Анна согласилась, лишь попросила немного времени, чтобы отдать распоряжения прислуге. Ей не хотелось надолго покидать Эйджи, она планировала провести с сыном остаток дня. Однако пришлось самой последовать принципу «назвался груздем – полезай в кузов».
Горг завез рецепты в клуб. Там их хищно перехватила Дафна. Жена доктора всячески пыталась приобщиться к инициативе Анны, мгновенно ставшей популярной среди дам мистресс-сообщества. Аня сочувствовала Дэклер, уже поняв, как нелегко противостоять Тилле.
— Далеко ехать? — осторожно спросила она младшего Эклада, когда они выехали на серпантин вдоль моря.
— Не очень, — откликнулся тот. — До войны центр города был почти на перешейке, там, где сейчас рыбацкий поселок. Потом Лонто-хейм получил статус курортного города и начал расти вдоль пляжей, а старые дома переделали под небольшие местные фабрики и цеха.
Молодой человек сидел за рулем, ссутулясь, и Ане показалось, что он не очень комфортно чувствует себя за рулем. Впрочем, все, что делал Горг, выдавало его болезненную неуверенность.

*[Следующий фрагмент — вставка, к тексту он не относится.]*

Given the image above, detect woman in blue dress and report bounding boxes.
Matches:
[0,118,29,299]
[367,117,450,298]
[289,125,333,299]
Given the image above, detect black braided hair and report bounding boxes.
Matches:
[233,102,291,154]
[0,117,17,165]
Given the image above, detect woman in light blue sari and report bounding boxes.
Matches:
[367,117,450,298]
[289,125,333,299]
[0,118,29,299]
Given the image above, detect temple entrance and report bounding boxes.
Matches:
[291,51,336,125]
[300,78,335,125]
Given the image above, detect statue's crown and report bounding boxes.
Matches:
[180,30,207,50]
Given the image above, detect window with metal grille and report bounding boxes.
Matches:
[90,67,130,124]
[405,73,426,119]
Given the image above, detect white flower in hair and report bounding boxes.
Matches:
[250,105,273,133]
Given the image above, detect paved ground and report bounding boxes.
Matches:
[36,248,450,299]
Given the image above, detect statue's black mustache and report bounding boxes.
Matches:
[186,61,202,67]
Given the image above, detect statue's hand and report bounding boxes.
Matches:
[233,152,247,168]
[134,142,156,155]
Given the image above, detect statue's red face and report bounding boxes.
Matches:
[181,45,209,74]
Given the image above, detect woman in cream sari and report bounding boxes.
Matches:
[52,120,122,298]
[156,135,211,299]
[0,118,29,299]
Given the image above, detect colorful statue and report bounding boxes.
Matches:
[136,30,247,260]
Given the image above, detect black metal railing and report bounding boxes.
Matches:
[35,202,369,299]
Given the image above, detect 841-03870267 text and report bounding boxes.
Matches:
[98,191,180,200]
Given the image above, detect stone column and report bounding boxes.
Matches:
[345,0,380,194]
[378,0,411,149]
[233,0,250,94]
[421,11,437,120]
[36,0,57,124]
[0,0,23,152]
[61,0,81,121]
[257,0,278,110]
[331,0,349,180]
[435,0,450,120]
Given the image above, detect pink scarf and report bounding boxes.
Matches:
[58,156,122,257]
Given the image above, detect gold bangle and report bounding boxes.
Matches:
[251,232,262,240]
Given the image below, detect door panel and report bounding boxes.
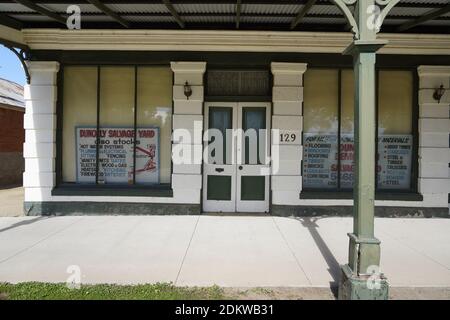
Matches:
[236,103,271,212]
[203,103,271,212]
[203,103,237,212]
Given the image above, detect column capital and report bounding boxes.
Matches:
[26,61,59,73]
[343,39,388,55]
[270,62,307,74]
[170,61,206,74]
[417,66,450,77]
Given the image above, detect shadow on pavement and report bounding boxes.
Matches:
[296,217,341,297]
[0,217,49,232]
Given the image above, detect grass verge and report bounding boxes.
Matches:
[0,282,225,300]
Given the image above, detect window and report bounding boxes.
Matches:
[303,69,414,191]
[206,70,272,97]
[62,66,172,185]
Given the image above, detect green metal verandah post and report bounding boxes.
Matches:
[333,0,399,299]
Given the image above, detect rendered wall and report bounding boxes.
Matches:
[418,66,450,207]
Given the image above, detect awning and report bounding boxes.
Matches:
[0,0,450,34]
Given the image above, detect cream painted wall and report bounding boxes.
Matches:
[62,67,97,182]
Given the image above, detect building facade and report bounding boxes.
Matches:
[2,4,450,217]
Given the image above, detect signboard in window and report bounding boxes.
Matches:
[76,127,159,184]
[377,135,413,189]
[303,133,413,190]
[303,133,337,189]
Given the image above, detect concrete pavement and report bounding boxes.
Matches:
[0,216,450,287]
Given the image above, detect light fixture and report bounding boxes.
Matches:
[433,84,445,103]
[184,81,192,100]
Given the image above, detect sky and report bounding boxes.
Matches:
[0,45,26,86]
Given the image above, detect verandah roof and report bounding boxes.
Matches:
[0,0,450,34]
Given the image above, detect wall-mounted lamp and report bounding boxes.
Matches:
[433,84,445,103]
[184,81,192,100]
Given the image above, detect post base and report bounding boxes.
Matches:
[338,265,389,300]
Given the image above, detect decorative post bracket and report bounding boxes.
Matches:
[332,0,400,299]
[332,0,400,40]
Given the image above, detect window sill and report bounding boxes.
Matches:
[52,184,173,198]
[300,191,423,201]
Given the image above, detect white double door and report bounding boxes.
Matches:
[203,102,271,212]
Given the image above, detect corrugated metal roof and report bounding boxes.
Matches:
[0,0,450,33]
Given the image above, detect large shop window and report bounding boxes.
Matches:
[62,66,172,185]
[303,69,414,191]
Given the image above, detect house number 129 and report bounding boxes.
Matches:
[280,133,297,142]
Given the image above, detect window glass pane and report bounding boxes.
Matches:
[62,67,97,183]
[377,71,413,190]
[136,67,172,183]
[206,175,231,200]
[208,107,233,164]
[241,176,266,201]
[242,107,266,164]
[206,70,272,97]
[98,67,134,184]
[303,69,339,189]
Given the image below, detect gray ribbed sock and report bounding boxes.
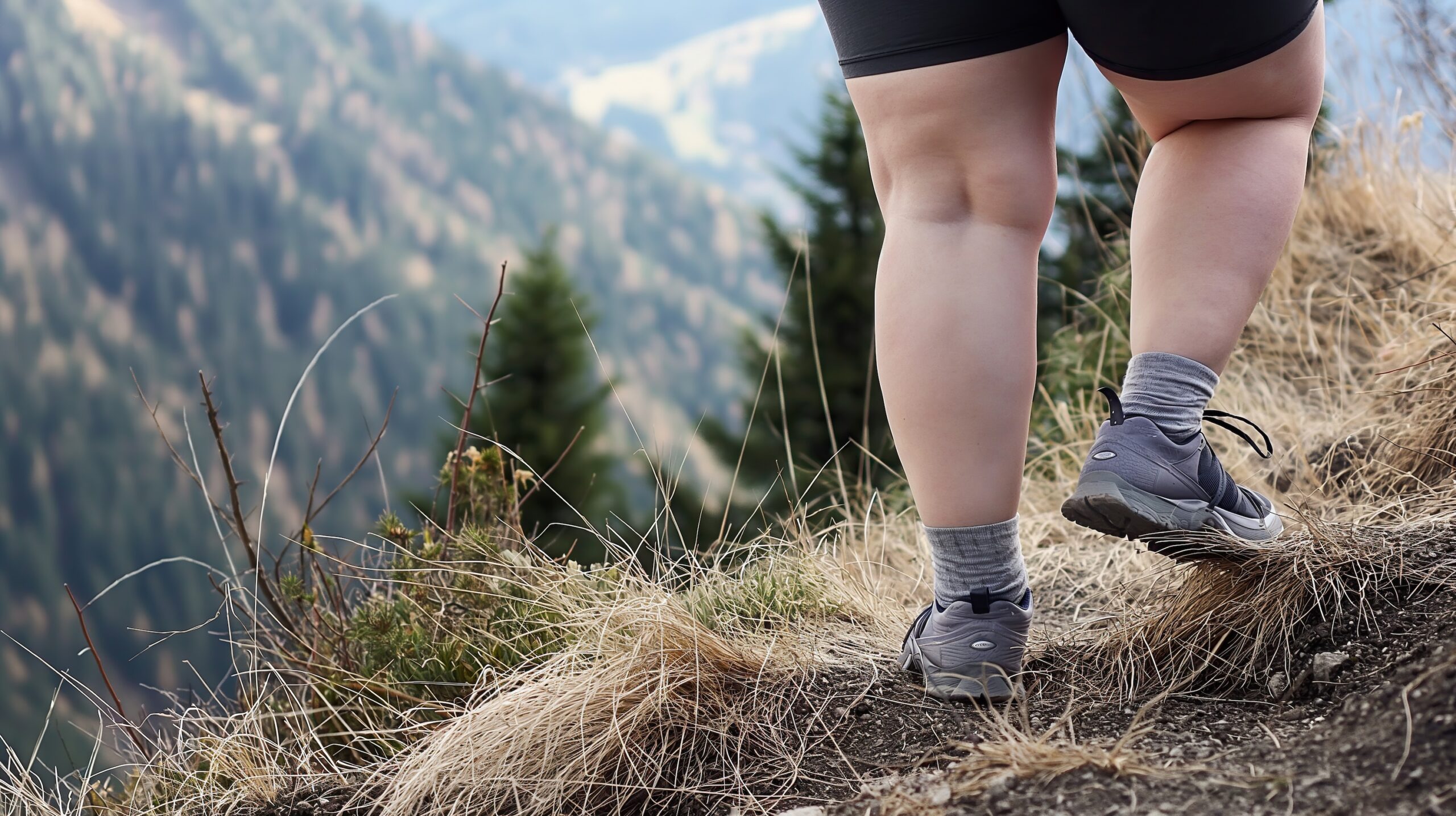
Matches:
[1121,351,1219,442]
[921,516,1027,606]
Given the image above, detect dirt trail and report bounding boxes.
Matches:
[803,542,1456,816]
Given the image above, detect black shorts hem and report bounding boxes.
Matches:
[1082,0,1321,80]
[839,23,1067,79]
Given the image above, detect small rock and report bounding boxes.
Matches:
[1279,705,1306,723]
[1269,671,1289,698]
[1315,652,1350,683]
[986,775,1011,798]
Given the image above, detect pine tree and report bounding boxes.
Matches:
[450,232,621,561]
[1037,90,1149,345]
[708,90,897,521]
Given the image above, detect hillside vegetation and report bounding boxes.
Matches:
[5,117,1456,816]
[0,0,776,758]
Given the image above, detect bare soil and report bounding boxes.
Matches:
[801,565,1456,816]
[241,541,1456,816]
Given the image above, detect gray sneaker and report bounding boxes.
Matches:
[900,590,1031,702]
[1061,388,1284,558]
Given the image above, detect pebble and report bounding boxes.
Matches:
[1315,652,1350,683]
[1269,671,1289,698]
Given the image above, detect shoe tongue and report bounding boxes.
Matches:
[1198,444,1264,517]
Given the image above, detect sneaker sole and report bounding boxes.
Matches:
[900,638,1016,702]
[1061,471,1283,561]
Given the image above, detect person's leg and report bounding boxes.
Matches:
[1061,6,1323,547]
[1102,9,1325,373]
[849,36,1066,527]
[847,35,1066,605]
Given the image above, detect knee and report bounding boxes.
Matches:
[875,150,1057,233]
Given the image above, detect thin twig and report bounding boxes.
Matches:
[197,372,294,631]
[61,584,147,753]
[445,261,505,533]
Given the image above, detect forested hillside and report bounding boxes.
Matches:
[0,0,776,762]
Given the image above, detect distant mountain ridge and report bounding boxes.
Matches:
[0,0,779,757]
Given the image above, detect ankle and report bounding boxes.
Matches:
[921,516,1027,606]
[1121,351,1219,442]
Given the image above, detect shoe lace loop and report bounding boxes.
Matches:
[1203,408,1274,459]
[1097,386,1274,459]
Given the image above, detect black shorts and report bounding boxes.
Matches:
[820,0,1319,79]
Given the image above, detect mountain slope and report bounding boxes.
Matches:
[0,0,775,739]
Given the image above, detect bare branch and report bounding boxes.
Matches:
[445,261,505,533]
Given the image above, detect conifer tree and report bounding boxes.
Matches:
[708,90,897,521]
[452,232,621,561]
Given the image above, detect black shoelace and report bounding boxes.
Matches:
[1097,386,1274,459]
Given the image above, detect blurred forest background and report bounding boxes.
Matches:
[0,0,1445,765]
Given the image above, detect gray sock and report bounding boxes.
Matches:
[1121,351,1219,442]
[921,516,1027,606]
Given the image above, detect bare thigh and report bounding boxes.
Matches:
[1099,7,1325,141]
[847,35,1067,229]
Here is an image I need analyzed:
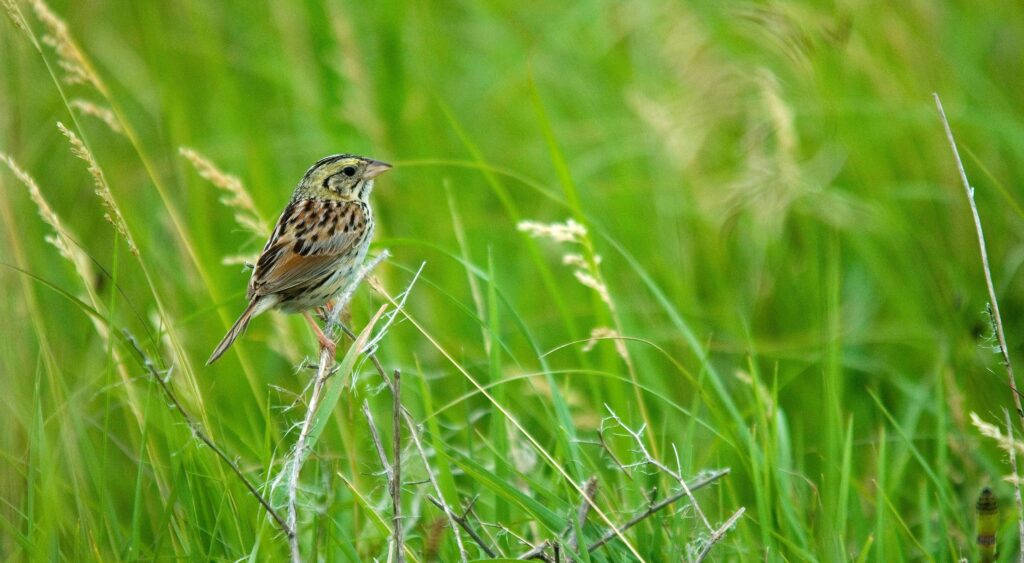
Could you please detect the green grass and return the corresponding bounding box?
[0,0,1024,562]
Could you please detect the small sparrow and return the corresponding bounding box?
[206,155,391,365]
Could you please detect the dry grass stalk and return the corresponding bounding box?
[272,250,390,563]
[932,94,1024,425]
[587,469,742,552]
[932,93,1024,563]
[0,153,93,276]
[1002,408,1024,563]
[68,98,125,135]
[178,146,269,236]
[696,507,746,563]
[31,0,106,93]
[602,405,715,532]
[57,121,139,257]
[388,370,404,563]
[124,331,295,537]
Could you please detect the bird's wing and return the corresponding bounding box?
[249,200,367,300]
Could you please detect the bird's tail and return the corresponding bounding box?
[206,299,260,365]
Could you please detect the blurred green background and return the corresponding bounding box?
[0,0,1024,561]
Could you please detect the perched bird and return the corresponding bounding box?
[206,155,391,365]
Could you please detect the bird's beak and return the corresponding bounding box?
[362,161,391,179]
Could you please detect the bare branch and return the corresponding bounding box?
[1002,408,1024,563]
[569,475,597,552]
[696,507,746,563]
[388,370,404,563]
[932,93,1024,427]
[122,330,295,539]
[587,468,729,552]
[279,250,390,563]
[427,494,498,559]
[362,399,391,484]
[516,539,552,561]
[604,405,715,531]
[407,413,467,563]
[288,348,334,563]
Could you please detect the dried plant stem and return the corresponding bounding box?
[388,370,404,563]
[516,539,552,561]
[696,507,746,563]
[932,94,1024,425]
[1002,408,1024,563]
[587,468,729,552]
[427,494,498,559]
[339,324,468,562]
[605,405,715,531]
[288,348,334,563]
[286,250,390,563]
[569,475,597,551]
[407,413,468,563]
[124,331,295,539]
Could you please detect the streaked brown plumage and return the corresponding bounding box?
[206,155,391,365]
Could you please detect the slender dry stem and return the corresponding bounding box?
[388,370,404,563]
[932,93,1024,423]
[932,93,1024,563]
[1002,408,1024,563]
[605,405,715,532]
[288,348,334,563]
[516,539,552,561]
[286,250,390,563]
[569,475,597,552]
[123,331,295,539]
[427,494,498,559]
[696,507,746,563]
[407,413,468,563]
[587,468,729,552]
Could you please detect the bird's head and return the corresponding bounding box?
[295,155,391,202]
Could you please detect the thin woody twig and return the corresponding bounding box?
[288,348,334,563]
[516,539,551,561]
[427,494,498,559]
[569,475,597,552]
[932,93,1024,423]
[122,330,295,539]
[388,370,404,563]
[696,507,746,563]
[932,93,1024,563]
[362,399,391,484]
[587,468,729,552]
[605,405,715,531]
[407,413,467,563]
[1002,408,1024,563]
[286,250,390,563]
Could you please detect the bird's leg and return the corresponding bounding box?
[302,311,337,357]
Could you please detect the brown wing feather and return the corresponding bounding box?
[249,200,366,300]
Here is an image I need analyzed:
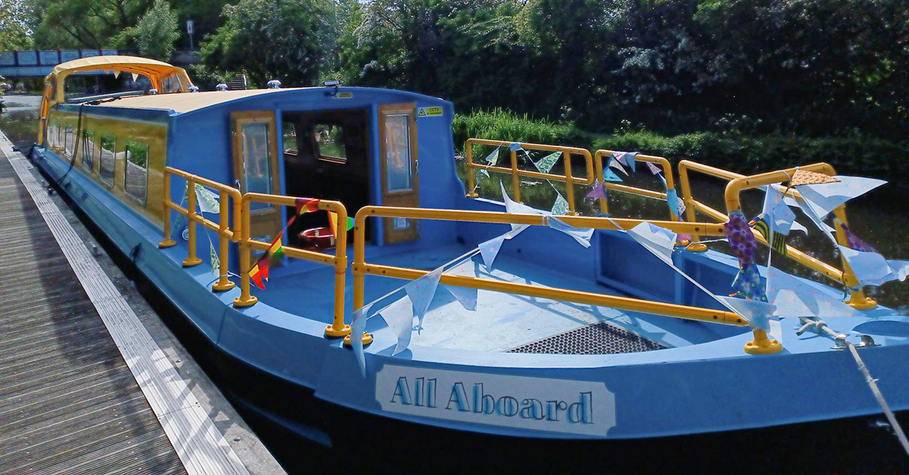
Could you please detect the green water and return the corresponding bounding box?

Лишь его речь, несмотря на запинки, отличалась грамотностью и емкостью.
— Что вам известно о старой типографии?
— Мальчишками мы любили проводить время в ее окрестностях. Рядом хорошие места для рыбалки, правда, после войны там часто находили мины. Мы продавали работникам пойманную рыбу и тратили монеты на сладости в кофейне Кракстоу.
«Странные воспоминания для ребенка из богатой семьи», — подумала Аня. Но Грог с горечью добавил:
— Фред всегда отбирал у меня карманные деньги. Но я ему даже благодарен, это было хорошей школой жизни.
Анне стало неловко, словно она заглянула в замочную скважину чужого дома. К счастью, машина свернула к берегу.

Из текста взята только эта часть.